1. Install requirements.txt

First, you need to install the necessary dependencies. These are listed in requirements.txt. To install them, use pip:

pip install -r requirements.txt

2. Configure YAML files

In this step, you will need to configure two YAML files:

  • configs/tasks/<filename>.yaml: this is used to set up your evaluation task.
  • configs/agents/<filename>.yaml: this is used to specify your model's configuration.

In each YAML file, you will need to specify the following:

module: "module.path.to.class" # the class that will be used to instantiate your model or task, for example, "src.agents.DoNothingAgent"
parameters: # the parameters that will be passed to your model or task's constructor
    key_1: "value_1"
    key_2: "value_2"

3. Place data files

You should place your data files according to the data paths specified in your configs/tasks/<task_name>.yaml file. Make sure the data is correctly placed so it can be accessed by the program.

4. Run the evaluation script

Now, you can run the evaluate.py script with the following command:

python evaluate.py --task configs/tasks/<your task yaml file> --agent configs/agents/<your model yaml file>

Replace <your task yaml file> and <your model yaml file> with your specific YAML files.

This command will evaluate your model on your specified task, and the results will be saved in the output directory.

For example, just try:

python evaluate.py \
    --task \
        configs/tasks/example.yaml \
        configs/tasks/singleround.yaml \
    --agent configs/agents/do_nothing.yaml

5. Check the results

The evaluation and prediction results will be stored in the output/ directory. Check this directory to view your model's performance.

How to add you own tasks?

1. Create a new task class

First, you need to create a new task class. This class should inherit from the Task class in src/task.py.

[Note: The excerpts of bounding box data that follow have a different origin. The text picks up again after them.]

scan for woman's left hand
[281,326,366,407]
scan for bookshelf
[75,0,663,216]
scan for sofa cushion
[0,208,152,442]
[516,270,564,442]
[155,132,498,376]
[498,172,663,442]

You can create a file src/tasks/own_task.py to override the following methods:

class YourOwnTask(Task):
    def __init__(self, **config): # Change the constructor parameters if necessary
        super().__init__()

    @property
    def metrics(self): # Change the metrics if necessary
        return {"EM": lambda outputs, targets: len([1 for o, t in zip(outputs, targets) if o == t]) / min(len(outputs), len(targets))}

    def get_data(self): # Change the data loading process
        raise NotImplementedError

    def predict_single(self, session, data_item): # Change the prediction process
        raise NotImplementedError

And then, add the following code to the src/tasks/__init__.py file:

from .own_task import YourOwnTask

2. Create a new task YAML file

Next, you need to create a new YAML file to configure your task. You can create a file configs/taskso/wn_task.yaml to specify your task's configuration:

module: "src.tasks.YourOwnTask"
parameters: # the parameters in YourOwnTask's constructor
    key: value
    key2: value2

3. Run the evaluation script

Now, you can run the evaluate.py script with the following command:

python evaluate.py --task configs/tasks/wn_task.yaml --agent configs/agents/<your model yaml file>

4. Suggestions

  • Suggestions for the data path if needed: data/<task_name>/*.jsonl.